A Novel Green Spectrofluorimetric Approach for Memantine Quantification With Mechanistic Elucidation Through Quantum Mechanical Modeling and Green Analytical Chemistry Evaluation
Muneef M. AldhafeeriABSTRACT
A novel, sustainable spectrofluorimetric method was developed for memantine determination using erythrosin B as a fluorescent probe, addressing critical analytical gaps in pharmaceutical quality control and environmental monitoring. The method exploits static fluorescence quenching through ground‐state complex formation between protonated memantine and anionic erythrosin B. Initially, UV–Vis absorption spectroscopy revealed a significant hypochromic effect accompanied by a hypsochromic shift of 5 nm, with the absorption maximum shifting from 527 to 522 nm upon complex formation, while fluorescence studies demonstrated concentration‐dependent quenching at 527 nm excitation and 553 nm emission wavelengths.
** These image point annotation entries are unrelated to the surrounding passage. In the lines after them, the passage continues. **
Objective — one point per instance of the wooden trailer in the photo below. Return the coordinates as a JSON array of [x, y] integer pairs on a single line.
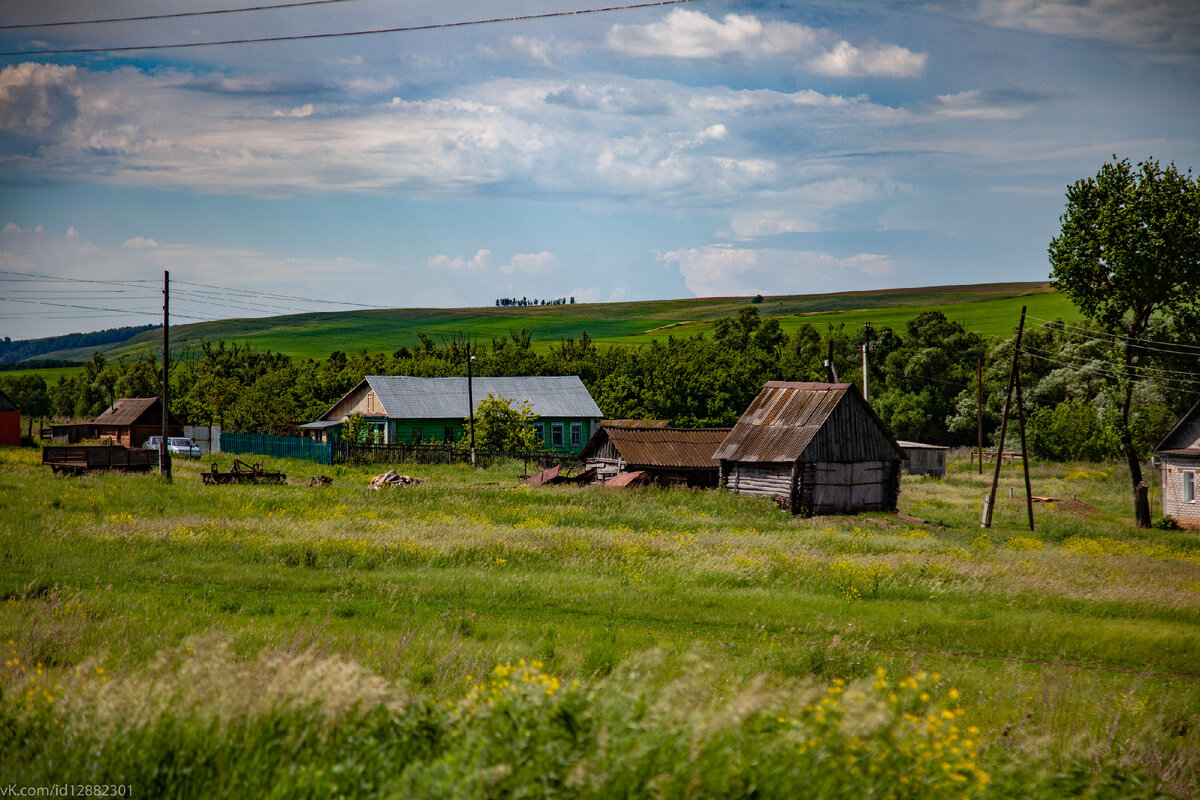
[[77, 459]]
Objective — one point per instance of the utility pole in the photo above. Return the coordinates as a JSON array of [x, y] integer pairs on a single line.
[[1025, 455], [831, 368], [990, 500], [867, 347], [163, 452], [979, 411], [471, 404]]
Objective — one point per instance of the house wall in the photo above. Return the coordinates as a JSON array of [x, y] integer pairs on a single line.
[[1187, 513]]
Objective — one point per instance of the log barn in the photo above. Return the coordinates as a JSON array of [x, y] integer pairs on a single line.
[[130, 421], [1179, 456], [669, 456], [10, 421], [819, 447]]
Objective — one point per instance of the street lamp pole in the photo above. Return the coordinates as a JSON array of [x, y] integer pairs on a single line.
[[471, 404]]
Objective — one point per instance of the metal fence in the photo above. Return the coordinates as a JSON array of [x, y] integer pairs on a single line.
[[324, 452], [262, 444]]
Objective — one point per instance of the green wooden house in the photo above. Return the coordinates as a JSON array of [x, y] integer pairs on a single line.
[[433, 410]]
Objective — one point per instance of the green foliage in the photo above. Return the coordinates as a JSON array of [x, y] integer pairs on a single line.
[[1071, 431], [499, 425]]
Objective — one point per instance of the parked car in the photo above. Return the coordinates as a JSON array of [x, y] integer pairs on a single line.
[[175, 446]]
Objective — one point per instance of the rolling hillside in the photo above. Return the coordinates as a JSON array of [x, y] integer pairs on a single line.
[[989, 308]]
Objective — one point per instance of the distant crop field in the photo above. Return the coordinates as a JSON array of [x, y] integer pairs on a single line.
[[196, 641], [990, 308]]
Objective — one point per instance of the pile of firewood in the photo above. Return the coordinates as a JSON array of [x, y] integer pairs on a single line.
[[393, 480]]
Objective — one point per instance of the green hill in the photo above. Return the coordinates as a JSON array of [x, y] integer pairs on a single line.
[[989, 308]]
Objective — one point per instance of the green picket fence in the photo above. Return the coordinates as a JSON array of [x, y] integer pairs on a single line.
[[262, 444]]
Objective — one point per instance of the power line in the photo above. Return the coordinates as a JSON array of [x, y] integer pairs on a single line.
[[1084, 332], [298, 37], [172, 16]]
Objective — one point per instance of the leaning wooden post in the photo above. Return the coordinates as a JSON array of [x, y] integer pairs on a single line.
[[989, 503], [1025, 455], [163, 452]]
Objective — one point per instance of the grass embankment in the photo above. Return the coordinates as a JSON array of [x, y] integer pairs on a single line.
[[991, 310], [719, 643]]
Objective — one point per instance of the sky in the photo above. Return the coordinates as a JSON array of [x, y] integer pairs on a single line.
[[713, 148]]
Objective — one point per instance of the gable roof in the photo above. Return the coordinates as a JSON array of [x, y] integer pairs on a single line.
[[435, 398], [127, 410], [816, 421], [1185, 437], [663, 447]]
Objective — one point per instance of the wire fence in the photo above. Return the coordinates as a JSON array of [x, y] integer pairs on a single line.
[[324, 452]]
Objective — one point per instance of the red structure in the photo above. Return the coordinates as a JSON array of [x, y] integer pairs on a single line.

Subsequently, temperature‐dependent Stern–Volmer analysis yielded quenching constants decreasing from 6.22 × 10 5 to 4.47 × 10 5 mol L −1 (298–313 K), confirming the static quenching mechanism. Furthermore, Job's method established 2:1 memantine‐to‐erythrosin B stoichiometry, which was validated by quantum mechanical calculations revealing energetically favorable binding interactions. The developed method exhibited excellent analytical performance with a linear range of 0.02–2.0 μg/mL, a detection limit of 6.5 ng/mL, precision (%RSD < 2%), and accuracy (98.59%). Moreover, successful applications included pharmaceutical formulations and spiked environmental water samples, achieving quantitative recoveries ranging from 96% to 104% across different matrices. Finally, a comprehensive sustainability assessment demonstrated superior green credentials compared to conventional chromatographic approaches.